Write the expression of net magnetic field at point $P_1$.

  $B=B_{\text{solid}}-B_1-B_2$                                                                                            (VII)

Here, $B$ is the net magnetic field at point $P_1$.

Substitute $\frac{{\mu }_{0}J\left(\pi a^2\right)}{2\pi r}$ for $B_{\text{solid}}$, $\frac{{\mu }_{0}J\pi {\left(a/2\right)}^2}{2\pi \left(r-\left(a/2\right)\right)}$ for $B_{\text{1}}$ and $\frac{{\mu }_{0}J\pi {\left(a/2\right)}^2}{2\pi \left(r+\left(a/2\right)\right)}$ for $B_{\text{2}}$ in equation (VII) to find $B$.

    $B=\frac{{\mu }_{0}J\left(\pi a^2\right)}{2\pi r}-\frac{{\mu }_{0}J\pi {\left(a/2\right)}^2}{2\pi \left(r-\left(a/2\right)\right)}-\frac{{\mu }_{0}J\pi {\left(a/2\right)}^2}{2\pi \left(r+\left(a/2\right)\right)}$                                       (VIII)

Substitute $\frac{2I}{\pi a^2}$ for $J$ in equation (VIII) to find $B$.

  $\begin{array}{c}B=\frac{{\mu }_0\left(2I\right)}{2\pi }\left(\frac{4r^2-a^2-2r^2}{4r\left(r^2-\left(a^2/4\right)\right)}\right)\\ =\frac{{\mu }_{0}I}{\pi r}\left(\frac{2r^2-a^2}{4r^2-a^2}\right)\end{array}$

Conclusion:

Therefore, the magnetic field at point $P_1$ is $\frac{{\mu }_{0}I}{\pi r}\left(\frac{2r^2-a^2}{4r^2-a^2}\right)$ directed to the left.

(b)

To determine

The magnitude and direction of magnetic field at point $P_2$.

Answer to Problem 75CP

The magnetic field at point $P_2$ is $\frac{{\mu }_{0}I}{\pi r}\left(\frac{2r^2+a^2}{4r^2+a^2}\right)$ towards the top of the page.

Explanation of Solution

Write the expression for the magnetic field at point 1 and point 2.

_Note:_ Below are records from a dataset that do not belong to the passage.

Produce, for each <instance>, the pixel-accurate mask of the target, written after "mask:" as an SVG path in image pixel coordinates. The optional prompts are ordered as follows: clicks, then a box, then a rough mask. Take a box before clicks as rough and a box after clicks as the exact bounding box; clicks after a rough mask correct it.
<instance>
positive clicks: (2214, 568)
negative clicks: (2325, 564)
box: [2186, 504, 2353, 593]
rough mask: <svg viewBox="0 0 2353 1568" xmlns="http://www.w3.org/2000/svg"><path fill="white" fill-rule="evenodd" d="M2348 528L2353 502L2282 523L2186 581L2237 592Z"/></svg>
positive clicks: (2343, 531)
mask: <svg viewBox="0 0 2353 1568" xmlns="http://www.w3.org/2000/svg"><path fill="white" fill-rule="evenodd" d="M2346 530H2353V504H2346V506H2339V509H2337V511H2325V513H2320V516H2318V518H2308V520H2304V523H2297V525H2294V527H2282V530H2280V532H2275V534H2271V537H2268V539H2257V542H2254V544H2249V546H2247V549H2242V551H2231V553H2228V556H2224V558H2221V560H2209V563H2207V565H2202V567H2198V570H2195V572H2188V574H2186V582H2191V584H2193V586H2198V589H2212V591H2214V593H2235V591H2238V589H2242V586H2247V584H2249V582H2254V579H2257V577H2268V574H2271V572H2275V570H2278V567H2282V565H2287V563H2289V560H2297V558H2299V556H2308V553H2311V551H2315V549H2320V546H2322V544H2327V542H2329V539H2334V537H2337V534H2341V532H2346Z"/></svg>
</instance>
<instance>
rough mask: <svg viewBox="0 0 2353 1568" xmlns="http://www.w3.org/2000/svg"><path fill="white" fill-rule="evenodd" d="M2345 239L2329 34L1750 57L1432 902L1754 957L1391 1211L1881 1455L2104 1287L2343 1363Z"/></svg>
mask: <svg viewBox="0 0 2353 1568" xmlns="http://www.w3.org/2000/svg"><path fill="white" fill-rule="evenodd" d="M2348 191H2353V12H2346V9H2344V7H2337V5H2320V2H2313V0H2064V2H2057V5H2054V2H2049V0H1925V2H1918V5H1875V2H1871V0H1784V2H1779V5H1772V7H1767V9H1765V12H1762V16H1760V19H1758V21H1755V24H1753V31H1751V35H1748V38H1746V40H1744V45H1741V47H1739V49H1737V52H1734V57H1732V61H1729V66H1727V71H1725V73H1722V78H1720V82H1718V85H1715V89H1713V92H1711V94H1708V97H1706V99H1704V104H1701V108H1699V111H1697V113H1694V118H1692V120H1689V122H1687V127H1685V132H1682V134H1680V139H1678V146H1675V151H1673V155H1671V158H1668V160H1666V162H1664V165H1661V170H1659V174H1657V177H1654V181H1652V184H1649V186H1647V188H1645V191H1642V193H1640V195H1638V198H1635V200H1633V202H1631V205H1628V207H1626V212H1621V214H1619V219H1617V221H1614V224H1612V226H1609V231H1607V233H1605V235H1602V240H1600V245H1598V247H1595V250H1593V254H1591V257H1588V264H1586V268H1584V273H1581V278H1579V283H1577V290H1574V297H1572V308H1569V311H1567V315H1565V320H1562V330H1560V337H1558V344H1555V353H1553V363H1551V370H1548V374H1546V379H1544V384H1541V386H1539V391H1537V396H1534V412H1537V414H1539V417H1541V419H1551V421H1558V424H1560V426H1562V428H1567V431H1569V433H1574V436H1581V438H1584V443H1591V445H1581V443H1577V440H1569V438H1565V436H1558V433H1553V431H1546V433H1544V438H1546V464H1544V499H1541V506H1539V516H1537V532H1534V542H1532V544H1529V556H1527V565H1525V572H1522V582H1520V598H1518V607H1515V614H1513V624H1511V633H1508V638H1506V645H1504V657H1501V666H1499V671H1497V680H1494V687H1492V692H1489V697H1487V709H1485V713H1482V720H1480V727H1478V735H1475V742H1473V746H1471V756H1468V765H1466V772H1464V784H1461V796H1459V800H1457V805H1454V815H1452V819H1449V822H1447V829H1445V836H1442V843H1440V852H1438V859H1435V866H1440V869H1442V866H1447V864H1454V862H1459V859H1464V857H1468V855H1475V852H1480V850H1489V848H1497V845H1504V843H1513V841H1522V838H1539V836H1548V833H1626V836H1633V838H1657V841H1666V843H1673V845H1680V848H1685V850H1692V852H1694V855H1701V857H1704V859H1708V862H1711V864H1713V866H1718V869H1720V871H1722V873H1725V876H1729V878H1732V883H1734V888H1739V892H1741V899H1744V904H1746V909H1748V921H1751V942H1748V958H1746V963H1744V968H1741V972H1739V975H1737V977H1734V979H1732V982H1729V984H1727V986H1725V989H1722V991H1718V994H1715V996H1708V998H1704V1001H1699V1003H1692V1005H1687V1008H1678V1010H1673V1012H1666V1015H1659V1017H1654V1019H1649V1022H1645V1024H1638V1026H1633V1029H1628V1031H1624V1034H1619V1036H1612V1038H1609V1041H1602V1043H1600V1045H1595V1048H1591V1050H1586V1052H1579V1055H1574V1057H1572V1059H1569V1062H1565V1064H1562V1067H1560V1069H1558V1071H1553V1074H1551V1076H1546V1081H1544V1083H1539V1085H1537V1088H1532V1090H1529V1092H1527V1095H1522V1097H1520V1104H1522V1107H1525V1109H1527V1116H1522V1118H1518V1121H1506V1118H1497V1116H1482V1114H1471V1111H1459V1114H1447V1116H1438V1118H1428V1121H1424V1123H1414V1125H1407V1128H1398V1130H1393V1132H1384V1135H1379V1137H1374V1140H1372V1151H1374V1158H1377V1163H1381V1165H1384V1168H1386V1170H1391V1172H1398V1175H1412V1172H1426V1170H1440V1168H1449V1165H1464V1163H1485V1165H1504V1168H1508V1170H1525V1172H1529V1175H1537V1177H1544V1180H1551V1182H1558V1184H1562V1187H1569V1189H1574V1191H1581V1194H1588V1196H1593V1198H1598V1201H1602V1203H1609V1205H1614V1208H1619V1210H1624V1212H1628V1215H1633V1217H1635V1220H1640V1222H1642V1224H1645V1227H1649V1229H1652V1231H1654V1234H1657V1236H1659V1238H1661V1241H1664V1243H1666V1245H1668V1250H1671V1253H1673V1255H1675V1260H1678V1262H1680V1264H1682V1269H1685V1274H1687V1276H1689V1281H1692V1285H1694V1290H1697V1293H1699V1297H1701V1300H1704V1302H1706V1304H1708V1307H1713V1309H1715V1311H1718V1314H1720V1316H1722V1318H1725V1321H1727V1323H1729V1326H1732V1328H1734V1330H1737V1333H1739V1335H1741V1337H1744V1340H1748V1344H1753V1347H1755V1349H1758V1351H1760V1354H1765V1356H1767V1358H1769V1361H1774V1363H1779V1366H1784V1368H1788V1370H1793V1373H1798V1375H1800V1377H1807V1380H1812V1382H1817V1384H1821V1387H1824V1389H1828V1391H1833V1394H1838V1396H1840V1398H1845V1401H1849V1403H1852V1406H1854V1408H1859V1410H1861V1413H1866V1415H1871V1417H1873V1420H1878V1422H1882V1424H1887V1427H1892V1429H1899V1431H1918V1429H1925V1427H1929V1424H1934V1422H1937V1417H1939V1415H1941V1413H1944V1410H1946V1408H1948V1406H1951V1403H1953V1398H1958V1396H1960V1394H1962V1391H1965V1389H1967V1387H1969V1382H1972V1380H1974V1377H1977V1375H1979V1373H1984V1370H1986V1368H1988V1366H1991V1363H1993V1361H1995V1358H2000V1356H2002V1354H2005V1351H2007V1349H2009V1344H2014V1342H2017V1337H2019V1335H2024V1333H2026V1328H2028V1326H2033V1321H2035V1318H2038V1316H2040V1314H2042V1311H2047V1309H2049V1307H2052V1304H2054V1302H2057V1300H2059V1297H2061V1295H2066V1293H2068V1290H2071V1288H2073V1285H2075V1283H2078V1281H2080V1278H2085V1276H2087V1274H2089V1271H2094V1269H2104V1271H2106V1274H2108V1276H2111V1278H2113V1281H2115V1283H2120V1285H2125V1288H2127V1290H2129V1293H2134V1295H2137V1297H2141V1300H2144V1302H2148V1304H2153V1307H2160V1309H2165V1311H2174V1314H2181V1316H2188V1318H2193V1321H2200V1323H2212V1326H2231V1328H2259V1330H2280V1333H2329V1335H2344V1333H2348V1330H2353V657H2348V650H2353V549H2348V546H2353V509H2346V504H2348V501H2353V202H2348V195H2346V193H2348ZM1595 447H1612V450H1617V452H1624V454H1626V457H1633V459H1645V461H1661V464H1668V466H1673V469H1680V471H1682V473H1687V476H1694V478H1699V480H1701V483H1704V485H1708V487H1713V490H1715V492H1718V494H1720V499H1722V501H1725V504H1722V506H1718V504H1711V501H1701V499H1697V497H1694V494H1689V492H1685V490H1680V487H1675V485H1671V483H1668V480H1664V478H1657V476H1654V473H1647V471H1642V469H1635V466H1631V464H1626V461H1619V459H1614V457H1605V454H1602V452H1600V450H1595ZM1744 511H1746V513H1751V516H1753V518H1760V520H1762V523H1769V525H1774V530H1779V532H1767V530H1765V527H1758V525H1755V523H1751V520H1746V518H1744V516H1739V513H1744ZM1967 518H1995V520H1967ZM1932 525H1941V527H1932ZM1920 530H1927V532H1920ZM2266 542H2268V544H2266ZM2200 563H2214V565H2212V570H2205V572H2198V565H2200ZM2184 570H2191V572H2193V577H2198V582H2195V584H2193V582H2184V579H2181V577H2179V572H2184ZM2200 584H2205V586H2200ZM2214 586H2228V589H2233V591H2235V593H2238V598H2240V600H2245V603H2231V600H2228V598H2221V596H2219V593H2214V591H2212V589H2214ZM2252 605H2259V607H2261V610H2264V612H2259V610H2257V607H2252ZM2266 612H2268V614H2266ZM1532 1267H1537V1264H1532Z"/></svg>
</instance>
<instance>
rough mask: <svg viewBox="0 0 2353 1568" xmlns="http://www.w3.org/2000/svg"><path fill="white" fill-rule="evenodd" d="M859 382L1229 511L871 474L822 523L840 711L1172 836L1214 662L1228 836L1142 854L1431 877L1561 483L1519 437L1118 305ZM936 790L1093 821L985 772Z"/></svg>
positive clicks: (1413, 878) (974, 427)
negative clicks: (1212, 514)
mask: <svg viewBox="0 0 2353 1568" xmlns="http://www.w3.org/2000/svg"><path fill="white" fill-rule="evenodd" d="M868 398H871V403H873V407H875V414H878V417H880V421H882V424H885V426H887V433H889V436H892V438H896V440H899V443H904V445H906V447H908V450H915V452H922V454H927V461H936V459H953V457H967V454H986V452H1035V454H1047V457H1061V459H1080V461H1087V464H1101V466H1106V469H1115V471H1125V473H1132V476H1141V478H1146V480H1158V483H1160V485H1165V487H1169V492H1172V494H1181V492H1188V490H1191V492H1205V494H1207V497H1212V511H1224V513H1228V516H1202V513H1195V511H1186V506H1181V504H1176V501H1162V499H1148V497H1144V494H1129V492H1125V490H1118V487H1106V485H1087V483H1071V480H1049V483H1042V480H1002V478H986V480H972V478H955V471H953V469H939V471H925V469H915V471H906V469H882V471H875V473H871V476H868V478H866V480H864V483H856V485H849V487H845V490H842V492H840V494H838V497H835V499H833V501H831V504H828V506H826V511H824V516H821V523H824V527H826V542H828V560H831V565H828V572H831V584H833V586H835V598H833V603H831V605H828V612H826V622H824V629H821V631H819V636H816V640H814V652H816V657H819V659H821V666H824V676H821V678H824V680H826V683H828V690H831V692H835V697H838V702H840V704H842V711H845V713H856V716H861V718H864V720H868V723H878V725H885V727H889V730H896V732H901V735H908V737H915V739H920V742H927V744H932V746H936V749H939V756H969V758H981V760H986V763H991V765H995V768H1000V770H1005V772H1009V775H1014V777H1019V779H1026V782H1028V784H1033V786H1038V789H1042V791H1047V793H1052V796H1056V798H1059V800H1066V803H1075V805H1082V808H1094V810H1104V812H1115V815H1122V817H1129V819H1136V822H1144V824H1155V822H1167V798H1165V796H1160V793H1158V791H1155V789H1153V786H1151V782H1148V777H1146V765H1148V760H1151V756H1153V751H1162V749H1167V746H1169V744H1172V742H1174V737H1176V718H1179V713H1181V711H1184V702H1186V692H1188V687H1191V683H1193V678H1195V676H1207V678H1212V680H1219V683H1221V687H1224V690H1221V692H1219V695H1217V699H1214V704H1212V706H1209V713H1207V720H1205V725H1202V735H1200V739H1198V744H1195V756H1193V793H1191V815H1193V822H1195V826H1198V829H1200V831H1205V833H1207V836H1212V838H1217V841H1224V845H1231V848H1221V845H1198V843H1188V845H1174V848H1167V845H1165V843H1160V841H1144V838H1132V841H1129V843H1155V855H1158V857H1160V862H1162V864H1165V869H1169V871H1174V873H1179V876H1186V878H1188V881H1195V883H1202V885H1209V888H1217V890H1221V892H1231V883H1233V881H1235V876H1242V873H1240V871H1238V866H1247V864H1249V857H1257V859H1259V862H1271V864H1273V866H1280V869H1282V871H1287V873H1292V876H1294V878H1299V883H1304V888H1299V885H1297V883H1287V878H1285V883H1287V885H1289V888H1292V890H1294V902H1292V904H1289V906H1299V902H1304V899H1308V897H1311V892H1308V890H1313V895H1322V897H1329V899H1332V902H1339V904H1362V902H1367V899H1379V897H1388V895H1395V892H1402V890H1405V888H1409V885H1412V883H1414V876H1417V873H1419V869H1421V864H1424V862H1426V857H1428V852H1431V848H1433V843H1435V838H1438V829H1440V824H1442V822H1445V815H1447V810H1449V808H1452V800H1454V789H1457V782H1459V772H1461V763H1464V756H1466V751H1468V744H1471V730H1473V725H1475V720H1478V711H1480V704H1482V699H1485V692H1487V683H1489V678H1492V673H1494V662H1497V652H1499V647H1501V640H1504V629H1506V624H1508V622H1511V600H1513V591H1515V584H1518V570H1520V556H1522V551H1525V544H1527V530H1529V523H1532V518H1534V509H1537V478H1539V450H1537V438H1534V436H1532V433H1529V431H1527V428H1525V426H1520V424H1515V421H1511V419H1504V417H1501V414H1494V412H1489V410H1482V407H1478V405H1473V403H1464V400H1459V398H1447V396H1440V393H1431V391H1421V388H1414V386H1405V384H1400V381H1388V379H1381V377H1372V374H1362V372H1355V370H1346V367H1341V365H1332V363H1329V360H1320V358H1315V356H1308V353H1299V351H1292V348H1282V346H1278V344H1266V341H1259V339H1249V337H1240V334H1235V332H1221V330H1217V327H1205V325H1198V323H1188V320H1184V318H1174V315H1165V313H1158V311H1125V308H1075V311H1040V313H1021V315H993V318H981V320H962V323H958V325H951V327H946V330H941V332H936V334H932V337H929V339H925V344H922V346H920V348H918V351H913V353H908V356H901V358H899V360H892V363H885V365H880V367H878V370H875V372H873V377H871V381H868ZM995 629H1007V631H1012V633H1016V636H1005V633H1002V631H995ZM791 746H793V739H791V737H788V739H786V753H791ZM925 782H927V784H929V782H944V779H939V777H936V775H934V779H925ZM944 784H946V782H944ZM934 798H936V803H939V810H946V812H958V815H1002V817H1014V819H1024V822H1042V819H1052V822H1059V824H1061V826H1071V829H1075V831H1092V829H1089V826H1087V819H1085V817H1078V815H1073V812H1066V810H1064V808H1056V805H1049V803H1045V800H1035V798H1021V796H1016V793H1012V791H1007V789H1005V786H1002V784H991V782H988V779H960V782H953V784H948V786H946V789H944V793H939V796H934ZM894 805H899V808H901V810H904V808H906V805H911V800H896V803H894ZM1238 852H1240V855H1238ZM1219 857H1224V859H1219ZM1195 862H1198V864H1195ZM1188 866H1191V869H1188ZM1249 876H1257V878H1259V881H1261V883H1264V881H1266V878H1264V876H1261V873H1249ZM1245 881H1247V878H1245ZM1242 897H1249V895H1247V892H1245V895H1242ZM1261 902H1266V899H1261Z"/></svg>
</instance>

  $\begin{array}{c}{B}_1=\frac{{\mu }_{0}J\pi {\left(a/2\right)}^2}{2\pi \sqrt{r^2+{\left(a/2\right)}^2}}\\ =B_2\end{array}$                                                                                      (IX)

Write the expression for the net magnetic field at point $P_2$.

  $B=B_{\text{solid}}-B_1\cos \theta -B_2\cos \theta$                                                                              (X)

Substitute $\frac{{\mu }_{0}J\left(\pi a^2\right)}{2\pi r}$ for $B_{\text{solid}}$, $\frac{{\mu }_{0}J\pi {\left(a/2\right)}^2}{2\pi \sqrt{r^2+{\left(a/2\right)}^2}}$ for $B_{\text{1}}$ and $B_{\text{2}}$, and $\left(\frac{r}{\sqrt{r^2+\left(a^2/4\right)}}\right)$ for $\cos \theta$ in equation (X) to find $B$.

  $\begin{array}{c}B=\frac{{\mu }_{0}J\left(\pi a^2\right)}{2\pi r}-2\left[\frac{{\mu }_{0}J\pi {\left(a/2\right)}^2}{2\pi \sqrt{r^2+{\left(a/2\right)}^2}}\right]\left(\frac{r}{\sqrt{r^2+\left(a^2/4\right)}}\right)\\ =\frac{{\mu }_{0}J\left(\pi a^2\right)}{2\pi r}-\left[1-\frac{r^2}{2\left(r^2+\left(a^2/4\right)\right)}\right]\\ =\frac{2{\mu }_{0}I}{2\pi r}\left[1-\frac{2r^2}{4r^2+a^2}\right]\\ =\frac{{\mu }_{0}I}{\pi r}\left(\frac{2r^2+a^2}{4r^2+a^2}\right)\end{array}$

Conclusion:

Therefore, the magnetic field at point $P_2$ is $\frac{{\mu }_{0}I}{\pi r}\left(\frac{2r^2+a^2}{4r^2+a^2}\right)$ towards the top of the page.